Похоже, Реме давно наблюдала за ним. Карререс поклонился и хотел было завести разговор, но осекся. Реме была бледна; ее зрачки так расширились, что и без того темные глаза казались черными провалами. Крепко сжатые пальцы прижаты к приоткрытым губам, будто сдерживая рвущийся крик.

— Что случилось? — спросил Карререс. Реме глубоко вздохнула и опустила руку.

— Что вы делаете? — шепотом спросила она в ответ.

— Смотрю, — пожал плечами доктор.

— Этого нельзя делать, — размеренно произнесла Реме.

— Почему?

— Нельзя и все!

— Бросьте, Реме, — улыбнулся доктор. — Что плохого в том, что я посмотрю на орнамент? Должен же я понять, откуда у воды такие свойства… Вы что-нибудь знаете об этих рисунках?

— Ничего я не знаю! Нельзя этого делать! Нельзя… лезть. Трогать. Да что ж вы за человек такой!

— Я не понимаю, почему.

— Правда не понимаете? Пожалуйста… — проговорила Реме, и теперь в ее голосе слышались слезы. — Пожалуйста, оставьте…

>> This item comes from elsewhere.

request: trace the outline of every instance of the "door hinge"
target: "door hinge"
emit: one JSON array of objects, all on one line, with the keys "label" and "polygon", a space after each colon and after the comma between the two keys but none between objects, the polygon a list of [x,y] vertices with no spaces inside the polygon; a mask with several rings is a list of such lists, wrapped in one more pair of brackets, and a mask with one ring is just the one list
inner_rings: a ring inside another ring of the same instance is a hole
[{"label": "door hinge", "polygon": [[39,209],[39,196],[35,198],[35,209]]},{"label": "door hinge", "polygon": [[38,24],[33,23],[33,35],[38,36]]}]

— Скажите мне правду, Реме. Есть какой-нибудь запрет? Табу? — хранительница покачала головой. — Какие-то тайны, которые вы хотели бы оставить при себе?

— Нет.

— Тогда в чем же дело? Поймите, я должен разобраться, что к чему. Черт возьми, я искал этого случая всю жизнь — а вы хотите, чтобы я отказался от него просто потому, что вам почему-то неприятны мои исследования. Но я не могу развернуться и уйти просто из-за вашего каприза. А если это не каприз и не упрямство, то объясните мне, в чем дело. Есть разумные причины? — заметив, что Реме, закусив губу, шарит глазами по сторонам, он добавил: — Только пожалуйста, не выдумывайте ничего.

— Нет. Я не могу. Это мое, понимаете? Это всегда было так и не должно меняться. Эти узоры всегда были скрыты, и тут приходите вы… Вы хотели бессмертия — вы его получили! Зачем вам разбирать чудеса на части? Почему нельзя просто оставить так, как есть? Вы напились из источника — что вам еще надо, почему вы не уходите? И лезете, лезете, пристаете с разговорами, всюду суете свой нос… вы, и эти идиоты-матросы, и чертов капитан…. — Реме вдруг всхлипнула и закрыла лицо ладонями. — Оставьте меня в покое! Я не могу больше… — глухо проговорила она.

— Вы запрещаете мне, хранительница? — официальным тоном спросил Карререс.

— Я не могу запретить.

— И объяснить не можете? Тогда, с вашего позволения… — Карререс сделал движение к ручью.

Теперь Реме выглядела почти спокойной, но Карререс чувствовал, как под маской бурлил бешеный гнев. Краем глаза он следил за хранительницей — казалось, она вот-вот набросится с кулаками.

— Поймите же, Реме… — снова обернулся Карререс.

— Да делайте что хотите! — заорала она и бегом бросилась прочь.

Пожав плечами, Карререс неторопливо двинулся вверх по течению ручья. На душе было мутно. Истерика хранительницы неприятно поразила его. Похоже, ее душевные силы были на исходе. Только сейчас Карререс понял, насколько, по сути, беспомощна Реме. Королева Бимини, хранительница волшебного источника, бессмертная, снисходящая к людям и радующая их танцем при свете костров, она могла лишь просить, чтобы ее оставили в покое, сжигаемая отчаянием и бессильной яростью.

Наверное, разбирайся Реме в людях чуть получше, будь похитрее, — и она бы попыталась вновь спровоцировать Брида. Карререс был уверен: хранительнице хватило бы и знаний, и интуиции. Ей просто не приходило в голову сделать это нарочно, — и, может быть, к лучшему: доведенный до отчаяния капитан на этот раз мог решить, что насилие все-таки лучше, чем безнадежное ожидание. А если бы Брид больше понимал в женщинах, если бы его опыт не сводился к заигрываниям с портовыми шлюхами? Наверное, он бы придумал, как добиться расположения Реме… Да они просто созданы друг для друга, два сапога — пара, мрачно усмехнулся Карререс.

Может быть, стоило послушать Реме, подумал он. Отступить, только чтобы успокоить. Карререс был уверен, что исследования источника никому не причинят вреда: чуять подобные запреты он научился давным-давно, с трудом, но смирившись с тем, что на карте знаний приходится оставлять белые пятна. Дело было не в тайнах источника. Однако предчувствие страшной ошибки, надвигающейся беды не оставляло.